Pending Federal Case May Undo Federal Marijuana Prohibition Laws

We usually do not get excited over cases where a Federal judge is asked to deviate from Federal laws regarding marijuana — because they never do. This time, though, we are all ears, as according to The Daily Beast, this Federal judge is really listening:

After a five-day hearing in California, [U.S. District Judge Kimberly J. Mueller] is considering the validity of the science surrounding pot’s classification as one of the most dangerous drugs in the world. In May, she became the first judge in decades to agree to hear evidence relating to the Drug Enforcement Administration’s classification of marijuana which puts it in the same category as heroin and meth. Over the next few weeks, Mueller will comb through hundreds of pages of witness testimony, scientific research, and public health policy to determine whether the Schedule I Substance classification of marijuana is unconstitutional.

Should Judge Mueller strike down marijuana’s current scheduling, it will assuredly create a torrent of similar legal challenges in Federal courts around the country. What makes this case so unusual and potentially important is that it was Judge Mueller who seemed to push for conducting an evidentiary hearing on the validity of marijuana’s Schedule I classification in what would have been an otherwise run of the mill Federal marijuana criminal case. Judge Mueller seems to be basing her decision to hear such evidence on a footnote from the infamous 2005 case of Gonzalez v. Raich, where U.S. Supreme Court Justice John Stevens opened the door to a scientific review of treating marijuana as a Schedule I drug: 

We acknowledge that evidence proffered by respondents in this case regarding the effective medical uses for marijuana, if found credible after trial, would cast serious doubt on the accuracy of the findings that require marijuana to be listed in Schedule I … Respondents’ submission, if accepted, would place all homegrown medical substances beyond the reach of Congress’ regulatory jurisdiction.

Judge Mueller determined that Stevens’ footnote justified hearing evidence on the Schedule I issue, ruling that “there is new scientific and medical information raising contested issues of fact regarding whether the continued inclusion of marijuana as a Schedule I controlled substance … passes constitutional muster.”

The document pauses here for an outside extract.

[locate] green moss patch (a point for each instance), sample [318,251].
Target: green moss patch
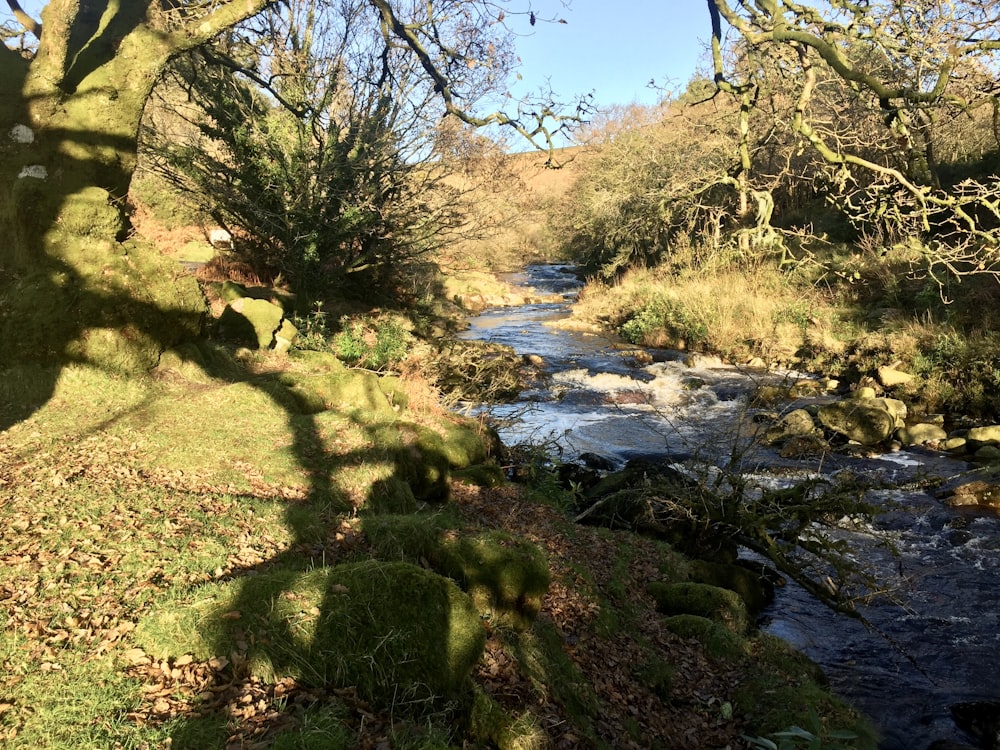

The five day evidentiary hearing consisted of a heated debate  between physicians, drug policy experts, and government leaders. The defense (remember this is a criminal case) called multiple credible medical and social policy experts to testify regarding the medicinal value of marijuana. The federal government called only one witness, Dr. Bertha Madras, a Professor of Psychobiology at Harvard Medical School and the former drug czar under George W. Bush. Dr. Madras based her testimony on the claim that “marijuana has no accepted medical value,” and that marijuana has not satisfied the “high standards of proof necessary to obtain FDA approval.” She also claimed that marijuana “contains significant amounts of toxic chemicals,” and that there is “no such thing as medical marijuana.” With (now) 25 states and D.C. having some form of marijuana decriminalization or legalization, whether medicinal or for adult use, Dr. Madras’s testimony is out of touch with reality.

Judge Mueller will need to review thousands of pages of complicated testimony and evidence and we should not expect her decision on whether marijuana should remain a Schedule I drug to issue for a few months at least. We will be following this case closely and updating you whenever anything breaks on it as this case could end up taking us a significant step closer to wiping out the failed war on marijuana.